No entraremos en detalles sobre los resultados. De manera general, puede decirse que a mayor temperatura las plantas florecieron más tempranamente, pero a la vez se retrasó considerablemente su fructificación debido a que cierta cantidad de flores no completaron su desarrollo y también murió una parte de los frutos. Igualmente, las mayores concentraciones de CO2 ocasionaron una floración y una fructificación adelantadas y hubo también efectos negativos en flores y frutos.

Pero —y aquí viene lo interesante— en condiciones de mayor disponibilidad de dióxido de carbono, el número de frutos por planta, el tamaño de éstos y su contenido de capsaicina —la sustancia que le da su pungencia o picor al chile— estuvieron por encima de lo normal.

En conclusión, puede decirse que si bien el incremento en la temperatura del aire tuvo efectos indeseables al disminuir la producción de frutos, ocasionar el aborto de flores y retrasar la fructificación, si al mismo tiempo aumentaba la concentración atmosférica de CO2, esos efectos negativos se veían compensados con más y mejores frutos.

“Estos resultados —señala el Dr. Garruña— sugieren que niveles duplicados de CO2 en regiones tropicales podrían promover cambios positivos en las plantas y de esta forma mitigar detrimentos causados por el incremento en la temperatura, siempre que estas no alcancen niveles extremos.”

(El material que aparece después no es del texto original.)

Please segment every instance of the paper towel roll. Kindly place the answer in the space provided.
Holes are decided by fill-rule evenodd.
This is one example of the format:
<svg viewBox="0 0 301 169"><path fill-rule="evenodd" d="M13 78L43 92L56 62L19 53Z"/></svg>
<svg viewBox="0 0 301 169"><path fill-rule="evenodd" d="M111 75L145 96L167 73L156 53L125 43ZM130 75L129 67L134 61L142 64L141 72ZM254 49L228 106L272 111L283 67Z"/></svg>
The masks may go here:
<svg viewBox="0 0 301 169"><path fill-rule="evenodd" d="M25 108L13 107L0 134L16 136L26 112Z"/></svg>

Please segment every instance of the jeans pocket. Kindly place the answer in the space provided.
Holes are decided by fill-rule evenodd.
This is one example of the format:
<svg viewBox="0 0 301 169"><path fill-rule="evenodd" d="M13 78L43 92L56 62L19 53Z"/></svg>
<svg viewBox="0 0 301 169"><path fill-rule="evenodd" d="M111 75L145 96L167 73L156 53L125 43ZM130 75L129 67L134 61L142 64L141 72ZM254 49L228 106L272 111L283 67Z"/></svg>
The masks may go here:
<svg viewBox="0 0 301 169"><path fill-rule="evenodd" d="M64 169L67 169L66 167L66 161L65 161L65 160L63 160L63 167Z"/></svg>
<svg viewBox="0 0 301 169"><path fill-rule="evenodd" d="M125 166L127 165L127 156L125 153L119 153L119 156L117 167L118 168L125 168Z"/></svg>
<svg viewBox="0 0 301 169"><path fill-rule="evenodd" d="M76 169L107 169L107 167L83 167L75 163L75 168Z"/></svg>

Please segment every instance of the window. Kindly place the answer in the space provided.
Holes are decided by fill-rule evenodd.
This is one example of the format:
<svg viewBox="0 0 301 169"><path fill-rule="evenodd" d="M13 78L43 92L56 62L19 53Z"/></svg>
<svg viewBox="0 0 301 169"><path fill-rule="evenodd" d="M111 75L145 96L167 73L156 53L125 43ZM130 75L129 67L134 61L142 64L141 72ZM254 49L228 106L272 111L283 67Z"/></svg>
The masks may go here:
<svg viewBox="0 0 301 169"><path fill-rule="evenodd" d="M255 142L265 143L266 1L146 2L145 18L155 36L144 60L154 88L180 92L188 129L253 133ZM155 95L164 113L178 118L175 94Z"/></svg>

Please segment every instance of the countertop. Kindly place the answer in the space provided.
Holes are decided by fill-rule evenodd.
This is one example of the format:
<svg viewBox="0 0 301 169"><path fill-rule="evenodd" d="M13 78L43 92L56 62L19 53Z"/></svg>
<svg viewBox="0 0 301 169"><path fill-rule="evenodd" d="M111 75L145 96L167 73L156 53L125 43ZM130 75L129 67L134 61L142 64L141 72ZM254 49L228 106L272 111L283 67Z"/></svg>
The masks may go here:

Y aquí quisiéramos subrayar la importancia de esta investigación, no sólo por lo que significa desde el punto de vista práctico y económico, sino también porque revela que el CICY está, como se diría en el lenguaje popular, “poniéndose las pilas” para estudiar y prever los efectos del cambio climático en esta parte de México en que vivimos, sin esperar a que —como también se diría coloquialmente—el destino nos alcance. Estudios como este pueden ser muy útiles para tomar medidas de adaptación y mitigación de un fenómeno que a todas luces es ya inevitable.